I pluck the grass as Joan goes on, stealing glances at Hudson, who I’m pleased to see is stealing glances at me. We lock eyes once and I grin. This might be going too smoothly. The issue now is making sure he knows I’m not just going to be another conquest. That’s what he does. A different boy every two weeks at camp. A week of wooing, a week of holding hands and sneaking out to the Peanut Butter Pit, and then, inevitably, a breakup with some tears.

They always stay friends, though. Hudson is the master of staying friends—and that makes sense. He’s nice about it, he never cheats on them, they always just … consciously uncouple.

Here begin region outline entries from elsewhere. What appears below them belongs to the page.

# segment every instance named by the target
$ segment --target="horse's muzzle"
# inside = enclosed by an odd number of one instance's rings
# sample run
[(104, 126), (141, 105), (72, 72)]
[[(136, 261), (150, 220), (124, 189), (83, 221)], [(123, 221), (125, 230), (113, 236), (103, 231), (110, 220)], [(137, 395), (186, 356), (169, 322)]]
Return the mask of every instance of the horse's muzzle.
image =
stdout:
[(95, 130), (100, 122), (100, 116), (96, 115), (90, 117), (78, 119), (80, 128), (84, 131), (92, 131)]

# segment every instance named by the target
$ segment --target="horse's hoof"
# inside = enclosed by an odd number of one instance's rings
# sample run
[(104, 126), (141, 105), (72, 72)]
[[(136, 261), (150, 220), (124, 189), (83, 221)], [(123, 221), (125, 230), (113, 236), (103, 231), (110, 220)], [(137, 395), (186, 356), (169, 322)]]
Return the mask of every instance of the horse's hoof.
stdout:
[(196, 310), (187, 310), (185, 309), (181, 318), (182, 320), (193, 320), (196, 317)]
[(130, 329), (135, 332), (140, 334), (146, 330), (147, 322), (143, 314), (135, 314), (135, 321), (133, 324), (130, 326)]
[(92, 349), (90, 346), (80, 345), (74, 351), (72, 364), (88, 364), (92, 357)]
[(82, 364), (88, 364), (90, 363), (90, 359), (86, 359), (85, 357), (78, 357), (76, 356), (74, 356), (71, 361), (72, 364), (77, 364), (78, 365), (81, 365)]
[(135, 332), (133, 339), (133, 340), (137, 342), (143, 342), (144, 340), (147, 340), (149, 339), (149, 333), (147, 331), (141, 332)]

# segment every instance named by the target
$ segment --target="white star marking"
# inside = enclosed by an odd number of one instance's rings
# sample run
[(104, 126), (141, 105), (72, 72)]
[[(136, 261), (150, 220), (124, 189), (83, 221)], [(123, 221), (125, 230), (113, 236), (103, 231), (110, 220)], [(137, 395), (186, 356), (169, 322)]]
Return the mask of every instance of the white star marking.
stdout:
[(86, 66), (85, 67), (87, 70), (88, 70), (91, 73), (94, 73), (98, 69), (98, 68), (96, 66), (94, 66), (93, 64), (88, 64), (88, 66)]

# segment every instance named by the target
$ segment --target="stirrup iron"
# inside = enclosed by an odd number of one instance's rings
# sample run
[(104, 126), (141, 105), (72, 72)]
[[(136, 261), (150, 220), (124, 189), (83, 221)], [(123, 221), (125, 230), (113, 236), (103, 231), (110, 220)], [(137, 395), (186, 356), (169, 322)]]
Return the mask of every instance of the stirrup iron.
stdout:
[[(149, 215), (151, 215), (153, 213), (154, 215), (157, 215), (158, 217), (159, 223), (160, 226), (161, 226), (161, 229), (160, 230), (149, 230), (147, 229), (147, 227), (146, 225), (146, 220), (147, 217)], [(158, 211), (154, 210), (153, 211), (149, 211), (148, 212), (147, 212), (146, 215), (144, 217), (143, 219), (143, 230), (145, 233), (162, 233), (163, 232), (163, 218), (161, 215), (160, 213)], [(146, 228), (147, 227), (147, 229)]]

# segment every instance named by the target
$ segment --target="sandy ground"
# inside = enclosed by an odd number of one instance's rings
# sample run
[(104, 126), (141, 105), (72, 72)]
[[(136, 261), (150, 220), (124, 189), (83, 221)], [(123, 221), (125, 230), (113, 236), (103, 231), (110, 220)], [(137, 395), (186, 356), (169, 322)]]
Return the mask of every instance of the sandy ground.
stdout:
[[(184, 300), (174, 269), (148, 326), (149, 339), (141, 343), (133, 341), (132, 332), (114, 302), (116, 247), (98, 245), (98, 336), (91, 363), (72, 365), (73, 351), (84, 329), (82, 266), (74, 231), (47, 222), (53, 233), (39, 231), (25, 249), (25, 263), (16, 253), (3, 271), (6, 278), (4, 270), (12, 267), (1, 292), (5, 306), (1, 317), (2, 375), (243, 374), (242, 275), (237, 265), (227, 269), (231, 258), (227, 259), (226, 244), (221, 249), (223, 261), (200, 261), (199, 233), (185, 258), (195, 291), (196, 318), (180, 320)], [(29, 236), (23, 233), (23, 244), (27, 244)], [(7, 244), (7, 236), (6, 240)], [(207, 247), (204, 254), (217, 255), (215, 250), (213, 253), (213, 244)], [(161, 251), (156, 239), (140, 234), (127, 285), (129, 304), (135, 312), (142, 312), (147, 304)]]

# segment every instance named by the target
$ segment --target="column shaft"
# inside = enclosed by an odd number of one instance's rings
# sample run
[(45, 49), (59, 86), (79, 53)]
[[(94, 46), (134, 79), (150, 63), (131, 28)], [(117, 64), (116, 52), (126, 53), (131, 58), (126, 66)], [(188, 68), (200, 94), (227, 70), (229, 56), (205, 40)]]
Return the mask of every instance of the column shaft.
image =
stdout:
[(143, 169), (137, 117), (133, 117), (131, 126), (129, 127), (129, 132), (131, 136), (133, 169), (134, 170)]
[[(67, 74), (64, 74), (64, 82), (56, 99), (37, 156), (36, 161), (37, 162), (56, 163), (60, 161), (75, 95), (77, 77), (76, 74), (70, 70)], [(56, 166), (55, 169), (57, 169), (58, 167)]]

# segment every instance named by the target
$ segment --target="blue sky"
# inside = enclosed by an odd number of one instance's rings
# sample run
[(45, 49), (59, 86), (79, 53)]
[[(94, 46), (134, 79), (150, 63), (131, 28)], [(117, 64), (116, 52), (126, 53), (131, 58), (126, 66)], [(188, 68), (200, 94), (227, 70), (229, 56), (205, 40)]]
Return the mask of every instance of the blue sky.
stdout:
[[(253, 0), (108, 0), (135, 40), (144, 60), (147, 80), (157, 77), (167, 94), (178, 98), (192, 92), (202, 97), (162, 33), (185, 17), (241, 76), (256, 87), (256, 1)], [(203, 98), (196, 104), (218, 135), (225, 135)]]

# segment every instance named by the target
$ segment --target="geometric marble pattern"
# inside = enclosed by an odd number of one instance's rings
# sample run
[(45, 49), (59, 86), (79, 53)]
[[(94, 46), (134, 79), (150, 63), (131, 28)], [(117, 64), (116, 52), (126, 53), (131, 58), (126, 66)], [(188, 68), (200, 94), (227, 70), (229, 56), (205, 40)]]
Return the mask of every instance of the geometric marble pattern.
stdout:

But I’m going to knock all those other bitches out of the water. ’Cause Hudson is going to stay with me all summer. And beyond that, too. We’re going to be boyfriends and share a tent on the canoe trip the second-to-last weekend of camp.

When Joan is done talking, she introduces the nurse, Cosmo, a skeletal man in his sixties with long gray hair to his shoulders.